South Korean president banned from leaving the country for the first time in history, political turmoil intensifies, and South Korean stock market hits lowest level in a year
As the political crisis in South Korea enters its second week, the South Korean stock market and South Korean won fell on Monday as political turmoil escalated after the impeachment motion against South Korean President Yoon Seok yeol was aborted. South Korean President Yoon Seok yeol was banned from leaving the country, marking the first time South Korea has taken a ban on the current president from leaving the country.
The South Korean stock market fell 2.78%, hitting its lowest level in a year. The Korean won fell nearly 1%, approaching its lowest point in over two years set on December 3, when South Korean President Yoon Suk yeol declared martial law in an unannounced late night speech.
Lee Kyoung Min, a strategist at Daxin Securities, stated that the likelihood of a worst-case scenario for the Kospi index in South Korea has increased. Even a small development can cause fluctuations in the Kospi index due to accumulated fatigue, disappointment, extremely low investor sentiment, and supply and demand conditions.

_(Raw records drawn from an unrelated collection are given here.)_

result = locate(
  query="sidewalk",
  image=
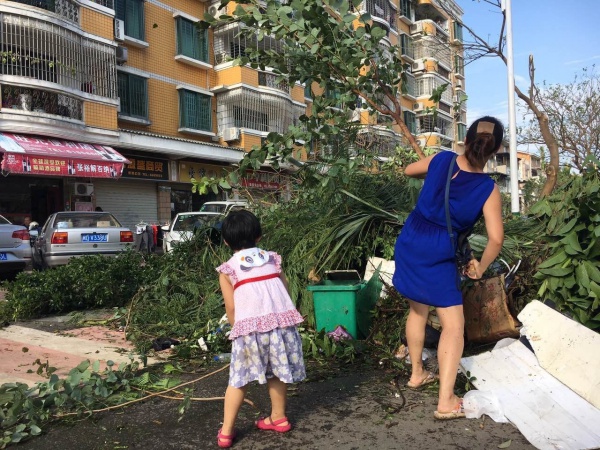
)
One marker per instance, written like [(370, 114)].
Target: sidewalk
[(49, 341)]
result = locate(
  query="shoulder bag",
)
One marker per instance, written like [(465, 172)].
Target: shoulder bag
[(462, 250)]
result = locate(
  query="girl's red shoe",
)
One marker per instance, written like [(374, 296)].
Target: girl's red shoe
[(274, 425)]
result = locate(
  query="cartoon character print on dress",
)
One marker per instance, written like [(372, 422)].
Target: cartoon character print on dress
[(254, 257)]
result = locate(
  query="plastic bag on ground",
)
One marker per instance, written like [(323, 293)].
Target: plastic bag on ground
[(478, 403)]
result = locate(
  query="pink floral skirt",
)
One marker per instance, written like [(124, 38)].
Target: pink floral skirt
[(259, 356)]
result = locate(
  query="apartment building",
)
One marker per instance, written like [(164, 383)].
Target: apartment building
[(529, 167), (120, 103)]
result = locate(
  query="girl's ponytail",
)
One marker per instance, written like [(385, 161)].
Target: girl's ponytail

The leadership crisis in South Korea deepened further on Sunday, with media reports stating that prosecutors have listed Yoon Seok yeol as a criminal investigation target for attempting to impose martial law last week, and the former Defense Minister has also been arrested. The South Korean National Assembly voted on the impeachment of President Yoon Suk yeol on Saturday, but the impeachment case was ultimately aborted due to the absence of a majority of ruling party members.
The union representing workers from some large companies in South Korea has threatened a strike to push for the resignation of President Yoon Suk yeol. Union workers from automobile factories, train operators, public schools, and hospitals have threatened to go on strike if Yin Xiyue does not step down. The largest labor union organization in South Korea, the National Federation of Democratic Labor Unions, has demanded that its 1.2 million members strike indefinitely to force Yoon Seok yeol to resign. The organization plans to hold a candlelight vigil in front of the parliament every day.

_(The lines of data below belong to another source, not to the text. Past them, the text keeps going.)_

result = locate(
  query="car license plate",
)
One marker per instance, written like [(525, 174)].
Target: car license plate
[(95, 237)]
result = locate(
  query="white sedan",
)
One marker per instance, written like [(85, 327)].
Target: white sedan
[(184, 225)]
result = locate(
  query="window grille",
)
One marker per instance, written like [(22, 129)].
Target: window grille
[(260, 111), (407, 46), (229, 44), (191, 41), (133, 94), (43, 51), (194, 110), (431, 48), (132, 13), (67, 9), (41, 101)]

Khoon Goh, the head of Asia research at ANZ Bank in Singapore, said that under this uncertainty, Korean assets may continue to be under pressure. The central bank will continue to provide liquidity and intervene to stabilize the volatility of the Korean won, but with the inclusion of political risk premiums, we may see a slight weakening of the won.

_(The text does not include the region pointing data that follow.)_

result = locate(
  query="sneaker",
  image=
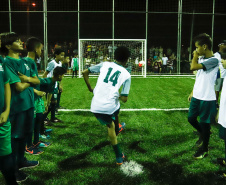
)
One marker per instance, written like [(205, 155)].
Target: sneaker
[(199, 142), (119, 160), (33, 150), (20, 176), (28, 164), (200, 154), (43, 144)]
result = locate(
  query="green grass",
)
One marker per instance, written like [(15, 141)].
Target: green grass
[(161, 141)]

Amid concerns about US tariffs and unexpected interest rate cuts by the Bank of Korea, South Korea's export growth in November fell to a 14 month low, reflecting growing concerns about trade tensions and weak US demand.
On the 8th local time, Lee Jae myung, the leader of South Korea's largest opposition party, held a press conference and stated that the Prime Minister and the ruling party leader have disrupted constitutional order, and the presidential power is not private property and cannot be transferred. The government and ruling party are currently planning a second internal conflict; We must successfully impeach Yin Xiyue in the name of the nation on December 14th. On December 9th local time, the South Korean Ministry of Justice announced the implementation of a travel ban on President Yoon Suk yeol.
Michael Wan from Mitsubishi UFJ Bank stated in a research report that the Korean won may face a "volatile trading week". Wan pointed out that the failure of the impeachment motion against South Korean President Yoon Seok yeol may increase political uncertainty in South Korea.
Wan stated that South Korea is already one of the most vulnerable foreign exchange markets in Asia to the impact of Trump 2.0 policies.
Wan added, "Political uncertainty also occurs at a time when leadership is needed to address these major global policy shifts." Mitsubishi UFJ Bank predicts that by the second quarter of 2025, the US dollar will reach 1500 against the Korean won.
Wee Khoon Chong, Senior Asia Pacific Strategist at Bank of New York in Singapore, stated that "whenever market volatility arises, a part of the central bank's strategy is to smooth operations" rather than protect the level of the Korean won. Although from a technical perspective, 1440 points is a key level worth paying attention to as it will bring the high point of 2009, "I think the situation may soon stabilize and the US dollar and Korean won will fall back to the area close to 1400 points
Citigroup economists Jin Zhenxu and Cui Zhou said that the long-term political uncertainty surrounding the impeachment of South Korean President Yoon Suk yeol may weaken overall economic confidence and discretionary spending. They said that if the South Korean legislative body fails to pass the 2025 national budget in December, the possibility of the Bank of Korea continuously cutting interest rates in January will increase. They also added that the development of the political situation may lead to more capital outflows and pose an upward risk to the US dollar against the Korean won exchange rate.